The Hakone spa region in Kanagawa Prefecture is a mountainous district blessed with more than a dozen hot springs, thanks to the machinations of nearby Mount Fuji. The area, designated a Geopark by UNESCO, is about an hour-and-a-half from Tokyo by train, meaning daytrips are possible if you’re town-bound. Hakone Yuryo (4 Tonosawa, Hakone-machi, Ashigarashimo-gun, Kanagawa Prefecture) has gender-segregated onsens and a number of private baths for families or couples that wish to bathe together. There’s a free shuttle bus from Hakone-Yumoto train station every 10 to 15 minutes. Beware: Hakone Yuryo is tattoo-free (see “Cover your tattoos” below).
Located in the Ehime Prefecture on Shikoku island, the city of Matsuyama is known for its Dogo Onsen Honkan bathhouse, (5-6 Yunomachi-Dogo, Matsuyama) dating back to the Meiji period (1868-1912). Set in wooden, pagoda-style buildings, it’s the oldest onsen in the country, mentioned in Japanese literature 1300 years ago. The present structures were built in 1894 and were the inspiration for the bathhouse of the gods in the animated film Spirited Away. The main communal baths are open to everyone, while the Yushinden bath is reserved for the Imperial Family (it can be visited but not wallowed in).
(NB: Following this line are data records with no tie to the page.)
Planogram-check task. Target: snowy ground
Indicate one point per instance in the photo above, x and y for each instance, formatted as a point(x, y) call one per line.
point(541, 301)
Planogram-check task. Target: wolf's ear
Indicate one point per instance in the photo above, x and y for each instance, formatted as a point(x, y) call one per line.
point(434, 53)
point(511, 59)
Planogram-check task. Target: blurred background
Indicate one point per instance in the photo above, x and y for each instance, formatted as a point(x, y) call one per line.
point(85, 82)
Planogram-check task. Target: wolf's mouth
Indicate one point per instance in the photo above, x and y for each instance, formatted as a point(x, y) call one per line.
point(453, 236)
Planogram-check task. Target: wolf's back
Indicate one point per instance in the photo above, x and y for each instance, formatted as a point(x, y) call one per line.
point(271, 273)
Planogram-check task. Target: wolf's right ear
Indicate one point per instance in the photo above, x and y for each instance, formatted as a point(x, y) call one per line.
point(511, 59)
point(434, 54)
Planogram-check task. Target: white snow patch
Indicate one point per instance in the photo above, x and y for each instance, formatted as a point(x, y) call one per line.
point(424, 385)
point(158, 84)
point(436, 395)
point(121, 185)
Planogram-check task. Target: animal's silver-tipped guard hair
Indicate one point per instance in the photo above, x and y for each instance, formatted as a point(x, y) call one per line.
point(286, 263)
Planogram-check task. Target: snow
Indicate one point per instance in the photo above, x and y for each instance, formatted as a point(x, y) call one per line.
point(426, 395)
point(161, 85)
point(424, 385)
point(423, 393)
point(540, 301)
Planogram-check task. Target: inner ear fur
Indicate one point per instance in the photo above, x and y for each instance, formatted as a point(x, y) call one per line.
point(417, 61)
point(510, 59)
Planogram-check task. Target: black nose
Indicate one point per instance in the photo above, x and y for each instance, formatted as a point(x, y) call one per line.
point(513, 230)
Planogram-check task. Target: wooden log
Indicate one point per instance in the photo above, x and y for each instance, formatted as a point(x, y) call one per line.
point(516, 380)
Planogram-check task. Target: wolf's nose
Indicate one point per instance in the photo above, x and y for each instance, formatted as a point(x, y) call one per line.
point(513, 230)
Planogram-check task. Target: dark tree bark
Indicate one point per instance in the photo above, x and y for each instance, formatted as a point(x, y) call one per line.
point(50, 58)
You can often see bathers wandering the streets in their yukata (a kimono-like robe common in onsens) after taking a dip.
Visitors cross a bridge over a crystal-clear stream to reach the wooden cabins that make up Magoroku Onsen (Tazawako Tazawa, Semboku 014-1204, Akita Prefecture). The rustic spa hides deep in the mountains; in summer they’re lush with green, in winter they are a wonderland of snow and plumes of steam. Inside the onsen is a rustic tub hewn out of rock into which bright-blue water flows. The outdoor baths are by the stream, with the sound of running water adding to the tranquillity of the location.
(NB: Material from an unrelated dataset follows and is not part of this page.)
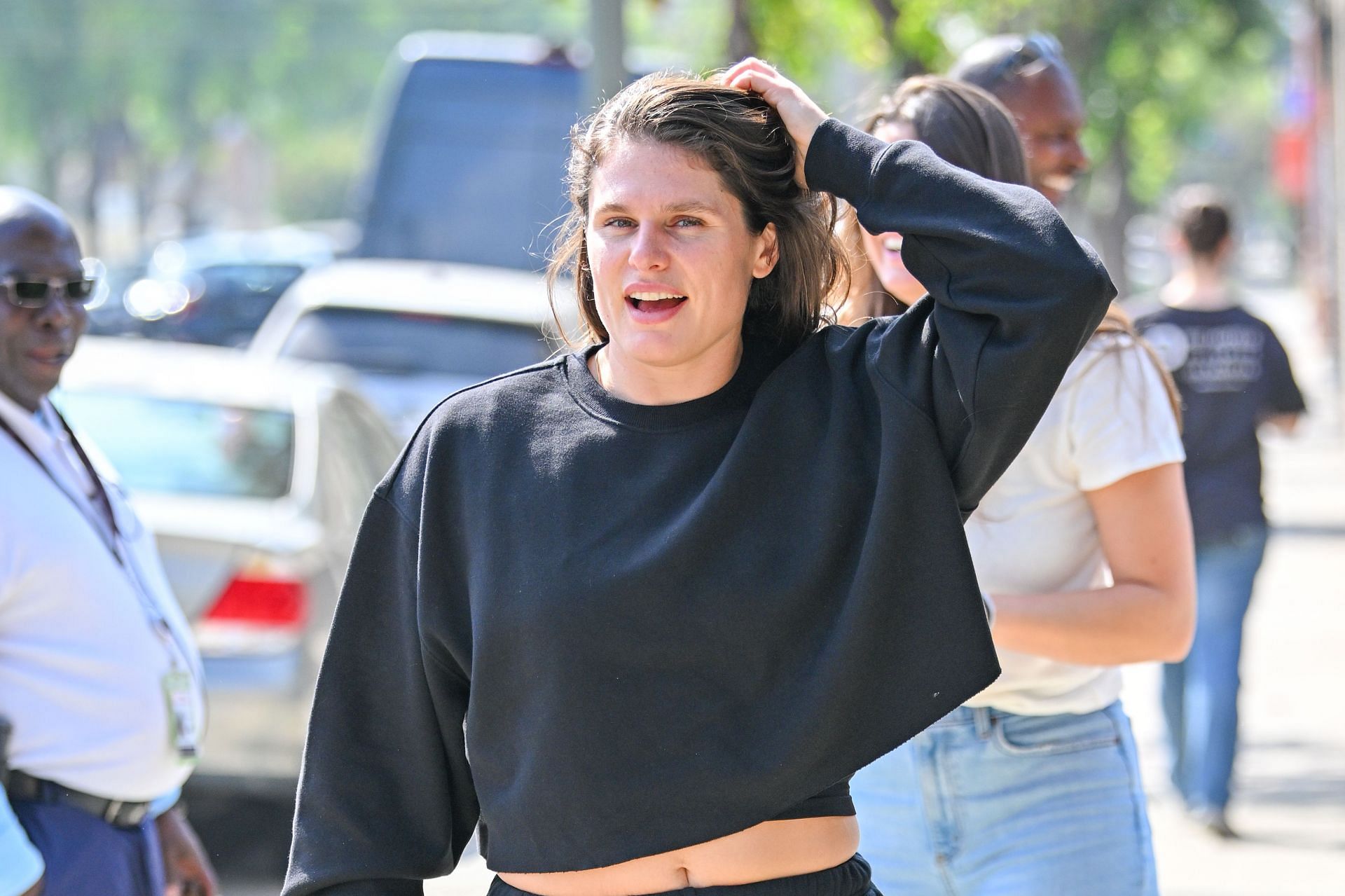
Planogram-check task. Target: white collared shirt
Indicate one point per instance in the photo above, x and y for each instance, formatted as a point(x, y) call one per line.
point(81, 663)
Tokyo isn’t known for its onsens but it is possible to experience the bliss of geothermal waters in the Japanese capital. Some of the city’s onsens are more like waterparks and others are combined with indulgent day spas – quite a pleasing combination. Maenohara Onsen Saya-no-yudokoro (3-41-1 Maenocho, Itabashi 174-0063, Tokyo Prefecture) is in the traditional style, located in an old house in the north of the city. Its water, a greeny-brown colour thanks to natural salts, comes from 1500 metres below Tokyo.
Nudity is a must
It’s true: the only suit generally allowed at an onsen is your birthday suit. In Japan, it’s no big deal – everyone is naked and no-one is going to stare at you. However, if you’re too self-conscious to strip off, try a ryokan that has a private rotenburo (an outdoor bath). Note that these rooms will be more expensive.
Keep it clean
Wash your body thoroughly before entering the onsen. Getting into the water while dirty – or full of soap suds – is a huge no-no.
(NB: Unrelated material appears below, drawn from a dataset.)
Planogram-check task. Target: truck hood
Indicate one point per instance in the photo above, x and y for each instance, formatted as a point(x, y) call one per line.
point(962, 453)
If you think a little Dutch courage might help you get nude in front of strangers, think again. Drinking alcohol or being drunk while bathing is not acceptable.
Split up – briefly
Hot springs are often segregated so heterosexual couples can’t bathe together.
Cover your tattoo
Some onsen do not accept bathers with tattoos. This was initially to deny entry to members of Japanese organised-crime groups known as yakuza. If you’re inked, ensure the onsen is tattoo-friendly before entering – some will accept decorated types if the tattoos are covered with bandages.
You’ll generally be issued with a large towel and a small towel. Leave the larger one in the changing room with your clothing and take the smaller towel to the bath – but ensure it doesn’t enter the bath with you.
Keep your head above water
Don’t immerse your head in the water. If you have long hair, make sure it’s tied up.
The onsen isn’t for swimming or splashing around: it’s for soaking, contemplation and quiet conversation.